# Yanmar YSB8 issues



## oft (Apr 25, 2006)

I’ve had a few issues with the 1976/77 Yanmar YSB8 on the boat I bought this June. The surveyor insisted that I replace the plastic tank that had been used to replace the original metal under the cockpit floor (evidently the plastic tank was too close to the engine to meet code). Anyway, I was going through the old fuel in the plastic tank while waiting for over a month for my new tank to get finished. With about 3 gallons left in the tank, I went out on a particularly rough day. Upon my return, as I put in her reverse (at idle speed) to slow down at my slip, there was an large puff of black smoke. The exhaust was already running black so I figured I was into some bad, old diesel and it would be best to wait for the new tank and fuel filter. I did.

The following were replaced: the tank, the fuel filter (with a Racor 120AS), and the fuel lines to and from the filter. The mechanic drained the old tank in the process and the ‘fuel’ smelled more like turpentine than diesel. He said it must have been several years old to smell like that. I also suspect that the previous owner didn’t top the tank up in the winter. Anyway, with the new tank, new fuel (after reading a fair amount I went with a 20% biodiesel/80% diesel blend), new filter and new lines, everything seemed to be great. The exhaust went from black to mostly clear. If I put the throttle forward it would put out a bit of white exhaust and then return to clear fairly quickly. So, everything seemed good.

To get from the slip to sailing typically involves only about 5-10 minutes of motoring. The other day, maybe the 3rd time out since the new tank, etc., the wind died and we motored back for about an hour. In the process, the oil indicator started to flicker. Besides that, everything seemed to be running well. The next day I checked the engine when it was cool and found that the oil level was below the lowest point on the dipstick. (The oil had been changed in June so this mechanic didn’t check it, however, we did notice an oil leak.) It took 1L of oil (out of 1.7L total capacity) to get to the mid way point on the dipstick. I took her out for a great day’s sailing and for the 10 minutes out of the marina the engine ran great (little exhaust, etc.). She also seemed to run great the whole way back until I put her (again at idle speed) first in neutral to glide down the dock into my slip and then into reverse to stop. For this minute or so she started to put out a fair amount of white exhaust and there was a slight burning smell reminiscent of barbecued steak (someone in the marina might very well have been cooking but I don’t remember smelling anything after the engine was shut off). When I opened the engine compartment afterwards everything looked and smelled fine.

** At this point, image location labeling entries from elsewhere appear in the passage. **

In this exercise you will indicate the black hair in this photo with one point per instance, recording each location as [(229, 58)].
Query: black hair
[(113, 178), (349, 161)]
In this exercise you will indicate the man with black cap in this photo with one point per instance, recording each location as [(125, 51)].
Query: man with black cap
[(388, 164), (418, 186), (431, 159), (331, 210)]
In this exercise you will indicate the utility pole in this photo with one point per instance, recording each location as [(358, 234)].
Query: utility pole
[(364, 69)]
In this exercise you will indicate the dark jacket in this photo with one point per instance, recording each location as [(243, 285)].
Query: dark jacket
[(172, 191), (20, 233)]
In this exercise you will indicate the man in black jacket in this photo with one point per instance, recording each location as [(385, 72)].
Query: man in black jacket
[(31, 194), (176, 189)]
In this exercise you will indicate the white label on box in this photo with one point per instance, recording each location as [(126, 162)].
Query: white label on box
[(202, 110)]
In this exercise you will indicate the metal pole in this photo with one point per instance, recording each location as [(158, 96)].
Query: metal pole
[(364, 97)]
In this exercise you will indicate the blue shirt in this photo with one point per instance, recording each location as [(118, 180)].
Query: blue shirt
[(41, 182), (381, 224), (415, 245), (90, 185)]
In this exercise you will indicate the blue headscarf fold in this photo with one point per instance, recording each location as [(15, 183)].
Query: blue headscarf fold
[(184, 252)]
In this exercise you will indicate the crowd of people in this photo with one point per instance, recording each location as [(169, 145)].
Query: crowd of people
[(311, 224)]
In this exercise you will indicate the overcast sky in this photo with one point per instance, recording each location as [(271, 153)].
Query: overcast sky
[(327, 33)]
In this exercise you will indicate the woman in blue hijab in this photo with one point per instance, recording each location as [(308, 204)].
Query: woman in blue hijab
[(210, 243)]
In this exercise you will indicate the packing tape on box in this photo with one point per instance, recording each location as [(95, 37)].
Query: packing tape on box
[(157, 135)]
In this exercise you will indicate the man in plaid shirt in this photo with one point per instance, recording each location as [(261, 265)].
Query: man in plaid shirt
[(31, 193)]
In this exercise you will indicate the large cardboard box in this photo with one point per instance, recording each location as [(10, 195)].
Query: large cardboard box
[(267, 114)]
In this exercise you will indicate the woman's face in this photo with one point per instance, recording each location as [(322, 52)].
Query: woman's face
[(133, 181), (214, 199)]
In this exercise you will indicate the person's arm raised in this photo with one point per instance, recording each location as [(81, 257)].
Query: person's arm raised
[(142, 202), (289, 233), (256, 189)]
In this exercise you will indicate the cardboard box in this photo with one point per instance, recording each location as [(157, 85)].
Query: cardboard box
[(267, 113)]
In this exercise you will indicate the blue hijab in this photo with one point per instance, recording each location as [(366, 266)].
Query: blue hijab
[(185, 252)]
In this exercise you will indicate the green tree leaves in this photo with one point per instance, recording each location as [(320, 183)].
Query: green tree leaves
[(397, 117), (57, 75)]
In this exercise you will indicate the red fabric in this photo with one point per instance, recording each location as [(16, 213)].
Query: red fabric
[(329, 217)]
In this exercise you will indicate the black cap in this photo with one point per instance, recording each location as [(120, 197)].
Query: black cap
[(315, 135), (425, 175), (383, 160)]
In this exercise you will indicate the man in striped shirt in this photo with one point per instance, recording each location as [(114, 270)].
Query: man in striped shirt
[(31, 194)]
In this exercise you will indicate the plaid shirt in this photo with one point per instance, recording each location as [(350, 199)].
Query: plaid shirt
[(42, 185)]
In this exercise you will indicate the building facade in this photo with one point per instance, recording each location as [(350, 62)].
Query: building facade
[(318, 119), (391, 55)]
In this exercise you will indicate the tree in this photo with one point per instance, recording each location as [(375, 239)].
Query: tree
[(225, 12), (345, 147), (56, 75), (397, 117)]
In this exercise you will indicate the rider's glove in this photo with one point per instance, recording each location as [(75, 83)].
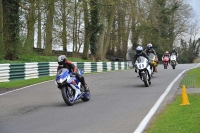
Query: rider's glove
[(136, 70), (149, 62), (73, 73)]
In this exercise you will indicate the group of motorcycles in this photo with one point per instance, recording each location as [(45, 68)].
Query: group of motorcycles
[(72, 89), (173, 61), (146, 70)]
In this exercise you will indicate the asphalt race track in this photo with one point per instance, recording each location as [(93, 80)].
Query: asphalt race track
[(119, 102)]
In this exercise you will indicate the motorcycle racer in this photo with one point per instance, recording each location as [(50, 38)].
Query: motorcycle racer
[(64, 63)]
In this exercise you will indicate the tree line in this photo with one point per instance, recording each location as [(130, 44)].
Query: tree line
[(99, 26)]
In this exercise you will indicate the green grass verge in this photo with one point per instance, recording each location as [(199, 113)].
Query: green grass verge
[(178, 118), (191, 79), (22, 83), (38, 58)]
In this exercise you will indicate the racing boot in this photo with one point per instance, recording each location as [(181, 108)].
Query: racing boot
[(86, 88), (156, 70)]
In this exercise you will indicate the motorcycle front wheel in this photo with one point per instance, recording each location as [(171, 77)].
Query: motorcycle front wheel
[(68, 95), (86, 96), (145, 80)]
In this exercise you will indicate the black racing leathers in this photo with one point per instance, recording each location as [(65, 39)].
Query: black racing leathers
[(72, 68), (136, 56)]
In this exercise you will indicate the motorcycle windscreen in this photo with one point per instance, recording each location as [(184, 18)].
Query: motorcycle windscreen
[(152, 57), (141, 62), (62, 73)]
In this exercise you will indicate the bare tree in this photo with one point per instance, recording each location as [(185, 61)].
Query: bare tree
[(1, 27), (49, 28)]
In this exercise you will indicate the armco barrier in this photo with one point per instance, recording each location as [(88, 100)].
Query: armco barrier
[(10, 72)]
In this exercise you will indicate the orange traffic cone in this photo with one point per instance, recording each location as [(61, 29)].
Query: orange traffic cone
[(184, 99)]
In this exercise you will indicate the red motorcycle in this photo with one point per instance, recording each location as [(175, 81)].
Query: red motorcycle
[(165, 61)]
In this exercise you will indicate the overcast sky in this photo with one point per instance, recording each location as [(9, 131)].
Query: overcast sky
[(196, 6)]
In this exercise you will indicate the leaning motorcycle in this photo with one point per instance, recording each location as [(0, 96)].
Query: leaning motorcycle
[(173, 60), (165, 61), (144, 70), (71, 87), (153, 61)]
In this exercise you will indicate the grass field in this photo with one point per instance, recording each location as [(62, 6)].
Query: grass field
[(178, 118)]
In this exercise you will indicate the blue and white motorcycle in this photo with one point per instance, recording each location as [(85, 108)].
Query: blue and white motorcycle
[(70, 87), (145, 71)]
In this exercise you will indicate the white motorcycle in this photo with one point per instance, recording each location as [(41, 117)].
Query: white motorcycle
[(173, 61), (144, 70)]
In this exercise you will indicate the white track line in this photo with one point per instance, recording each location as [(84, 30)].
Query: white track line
[(147, 118), (24, 87)]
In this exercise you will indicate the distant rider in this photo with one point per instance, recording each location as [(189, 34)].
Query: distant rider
[(149, 50), (166, 54), (175, 53), (64, 63), (139, 52)]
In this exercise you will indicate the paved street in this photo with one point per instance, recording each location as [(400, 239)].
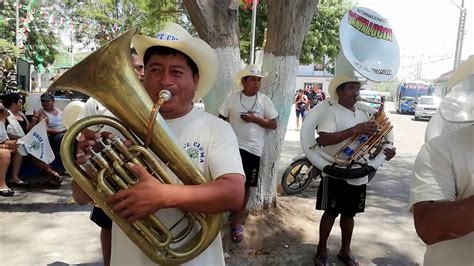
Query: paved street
[(41, 227)]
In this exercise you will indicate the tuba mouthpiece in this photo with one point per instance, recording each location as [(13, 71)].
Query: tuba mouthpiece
[(165, 95)]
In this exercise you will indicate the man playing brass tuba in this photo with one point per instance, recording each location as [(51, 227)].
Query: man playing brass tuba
[(186, 67), (338, 196)]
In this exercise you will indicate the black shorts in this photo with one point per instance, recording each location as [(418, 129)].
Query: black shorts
[(251, 164), (336, 196), (99, 217)]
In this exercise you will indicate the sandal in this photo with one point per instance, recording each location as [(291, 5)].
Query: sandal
[(348, 260), (320, 260), (237, 234), (19, 183), (6, 192)]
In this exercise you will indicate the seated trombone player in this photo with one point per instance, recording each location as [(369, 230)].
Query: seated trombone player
[(186, 67)]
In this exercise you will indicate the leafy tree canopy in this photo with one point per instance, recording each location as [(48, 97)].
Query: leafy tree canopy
[(323, 36), (98, 21), (321, 40)]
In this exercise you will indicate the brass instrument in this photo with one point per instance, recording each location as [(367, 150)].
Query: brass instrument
[(365, 144), (107, 75)]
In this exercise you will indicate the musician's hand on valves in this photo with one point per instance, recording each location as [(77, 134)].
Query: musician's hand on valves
[(389, 153), (365, 128), (142, 199)]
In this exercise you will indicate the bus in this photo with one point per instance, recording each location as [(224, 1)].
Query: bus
[(407, 94)]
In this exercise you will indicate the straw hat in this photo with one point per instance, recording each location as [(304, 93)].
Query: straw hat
[(174, 36), (249, 70), (458, 105), (341, 79)]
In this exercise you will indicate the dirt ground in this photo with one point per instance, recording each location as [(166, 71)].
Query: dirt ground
[(285, 236)]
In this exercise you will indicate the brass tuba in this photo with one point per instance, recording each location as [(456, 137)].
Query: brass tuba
[(369, 145), (369, 48), (107, 75)]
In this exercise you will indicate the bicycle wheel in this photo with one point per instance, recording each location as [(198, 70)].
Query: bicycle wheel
[(297, 176)]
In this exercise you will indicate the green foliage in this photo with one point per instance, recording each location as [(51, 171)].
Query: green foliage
[(321, 40), (323, 36), (99, 21), (8, 55)]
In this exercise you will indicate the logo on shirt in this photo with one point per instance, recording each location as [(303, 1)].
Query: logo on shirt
[(195, 152)]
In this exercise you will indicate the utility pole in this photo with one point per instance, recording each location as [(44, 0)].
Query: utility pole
[(254, 21), (459, 40), (17, 27), (72, 43)]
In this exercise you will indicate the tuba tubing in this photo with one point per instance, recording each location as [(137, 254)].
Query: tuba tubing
[(107, 70)]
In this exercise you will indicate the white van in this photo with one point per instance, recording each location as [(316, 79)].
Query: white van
[(426, 106)]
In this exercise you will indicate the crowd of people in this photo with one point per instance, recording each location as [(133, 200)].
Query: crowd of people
[(14, 125), (305, 100)]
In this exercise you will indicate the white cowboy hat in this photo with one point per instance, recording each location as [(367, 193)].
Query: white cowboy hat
[(249, 70), (174, 36), (341, 79), (458, 105)]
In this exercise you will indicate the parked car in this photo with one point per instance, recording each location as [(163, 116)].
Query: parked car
[(426, 107)]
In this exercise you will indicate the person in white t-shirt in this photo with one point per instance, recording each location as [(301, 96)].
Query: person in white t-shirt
[(442, 185), (342, 196), (250, 113), (187, 67)]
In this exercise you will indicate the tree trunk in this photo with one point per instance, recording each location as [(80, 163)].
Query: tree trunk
[(217, 23), (288, 22)]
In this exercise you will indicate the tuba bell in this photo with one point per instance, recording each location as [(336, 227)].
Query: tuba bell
[(107, 76)]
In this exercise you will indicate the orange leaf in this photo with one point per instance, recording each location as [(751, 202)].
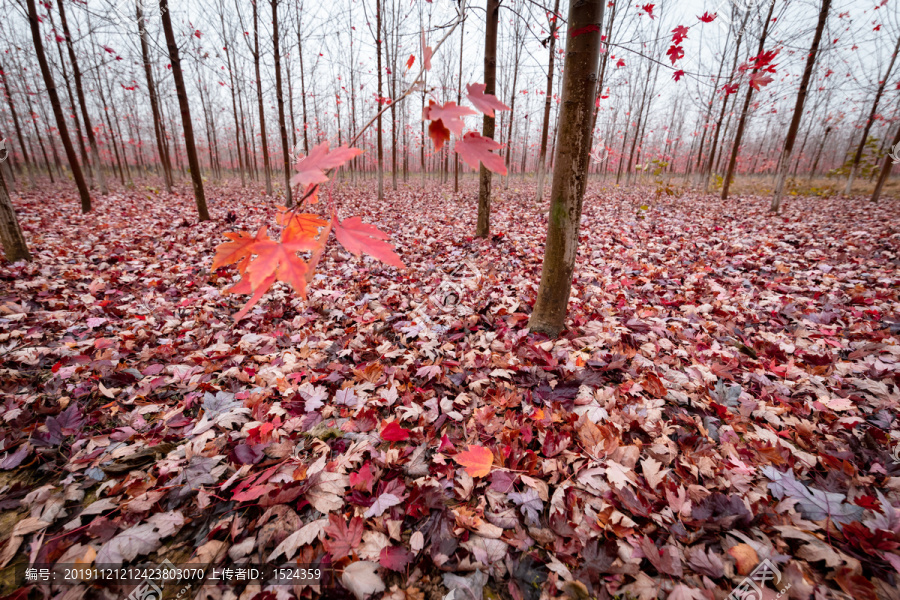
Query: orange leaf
[(477, 460), (312, 168), (299, 227), (358, 237), (240, 248)]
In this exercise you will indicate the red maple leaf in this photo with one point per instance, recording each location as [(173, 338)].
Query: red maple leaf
[(358, 237), (474, 148), (342, 536), (311, 169), (449, 113), (674, 53), (486, 103), (392, 432), (679, 34), (759, 80)]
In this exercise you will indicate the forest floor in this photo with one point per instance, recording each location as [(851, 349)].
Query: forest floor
[(726, 392)]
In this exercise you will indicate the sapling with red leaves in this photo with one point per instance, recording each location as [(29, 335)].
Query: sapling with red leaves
[(262, 260)]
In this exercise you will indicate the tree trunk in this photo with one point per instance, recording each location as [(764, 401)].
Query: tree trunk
[(79, 89), (871, 119), (177, 75), (570, 171), (483, 228), (378, 106), (11, 237), (57, 108), (288, 201), (742, 122), (885, 168), (785, 160), (267, 171), (462, 32), (542, 161), (18, 127)]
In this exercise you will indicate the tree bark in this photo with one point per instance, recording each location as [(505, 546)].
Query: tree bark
[(742, 122), (542, 161), (379, 134), (570, 171), (871, 119), (14, 246), (785, 160), (267, 170), (288, 201), (79, 90), (483, 228), (57, 108), (178, 76)]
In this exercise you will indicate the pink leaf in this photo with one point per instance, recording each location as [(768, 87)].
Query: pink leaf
[(486, 103), (358, 237), (475, 148)]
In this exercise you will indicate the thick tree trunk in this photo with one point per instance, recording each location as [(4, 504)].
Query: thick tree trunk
[(14, 246), (785, 160), (483, 228), (177, 75), (570, 172), (742, 121), (279, 97), (79, 89), (57, 108), (542, 161), (267, 169)]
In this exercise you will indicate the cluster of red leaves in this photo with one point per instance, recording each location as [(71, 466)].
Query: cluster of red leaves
[(726, 392), (278, 260)]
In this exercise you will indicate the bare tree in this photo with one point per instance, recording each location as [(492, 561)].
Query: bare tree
[(570, 172), (483, 228), (181, 92), (83, 192)]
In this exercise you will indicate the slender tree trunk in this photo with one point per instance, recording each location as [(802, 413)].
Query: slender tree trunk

Could the large amounts of exhaust (constant large amount of black exhaust with the old tank/fuel and now the recent 1 minute episode) somehow involve an internal oil leak and/or the engine burning oil? I recognize that the external oil leak somehow needs to be fixed if it’s draining 1L of oil in 4 months, but I’d sure appreciate any insight/ideas into what to do about everything else.

Thank you.


----------



## Gary M (May 9, 2006)

If you are seeing white smoke, is it water vapour? do you have a good flow of water out your exhaust? Perhaps your water pump is not working properly.

The black smoke could just be old build up in your exhaust hose. I am planning on replacing mine this year and cleaning out the exhaust riser. Any restrictions in these will reduce the engine power. 

Good luck my last boat had the same engine and I loved it. Always started even in below freezing temperatures.


----------



## oft (Apr 25, 2006)

I forgot to mention that I also replaced the muffler and exhaust line recently. That didn't stop the black smoke but the new fuel tank, filter and fuel did stop it. Now I just get white smoke -- usually small amounts until the other night. The boat does have a good flow of water out of the exhaust so I don't think that's the problem.


----------



## cardiacpaul (Jun 20, 2006)

the ranger rick secret decoder ring exhaust smoke color wheel says...
white smoke = water...either vapor, or cooling jacket)
blue smoke=piston rings
black smoke=fuel 

this rings true for gas or diesel engines


----------



## camaraderie (May 22, 2002)

First...loss of oil is an issue. If you are not seeing a lot of black smoke AND ont seeing it in your bilge, then it is being pumped out in liquid form through your exhaust hose. Logical suspect would be the oil cooler or transmission cooler with a small leak.

Second...white smoke = vapor as CP says and it happens when you are under way rather than at the dock so I would check for restrictions in your water intake line, blockage in your exhaust elbow or heat exchanger.
What is your temperature gauge reading when you start to see the smoke? Is thermostat working?


----------



## Rockter (Sep 11, 2006)

I trust it is starting OK? If so, you would have reasonable compression.

Black smoke is normally a sign of the injectors over-delivering fuel.

Oft.... if your oil pressure warning is flickering, you really must stop.... your engine has not got long to live if that wee light is on.


----------



## oft (Apr 25, 2006)

The engine starts immediately so the compression seems good. Also, I have added 1L of oil to get to the midpoint on the dipstick so there is no more warning light. 

I don't have a temp guage only an overheating indicator light, but it is not coming on (the lights work because they flash on when I stop the engine) and the engine is throwing out a fair amount of water (it's raw water cooled). Interestingly, the white smoke does not appear to be an issue going out when the outside temp is still quite warm (~ 18 degrees C). I ran it at the dock for a while today and it seemed to run cleanly. It is only when I'm coming back and it is cooler that is seems to be the problem... Um, as I write this it occurs to me that at this point in the year there is enough moisture in the Vancouver air at this time at night (7PM) for condensation to appear on the coachroof. Could it just be that the 'white smoke' is the heated exhaust interacting with the water vapour in the air? (If so, maybe that's a problem with being a new boat owner... you hear horror stories and then when something happens you assume the worst instead of just considering the obvious).


----------



## yotphix (Aug 18, 2006)

You might be onto something there Oft. The othe day here in SoCal we had a Vancouver type day with moisture in the air so thick you could drink it and I noticed white "smoke" from a little honda outboard that hadn't appeared before (or since). Cars do it too in cool moist weather. Take a look at other boats around you and see if they are being followed by the same white cloud.


----------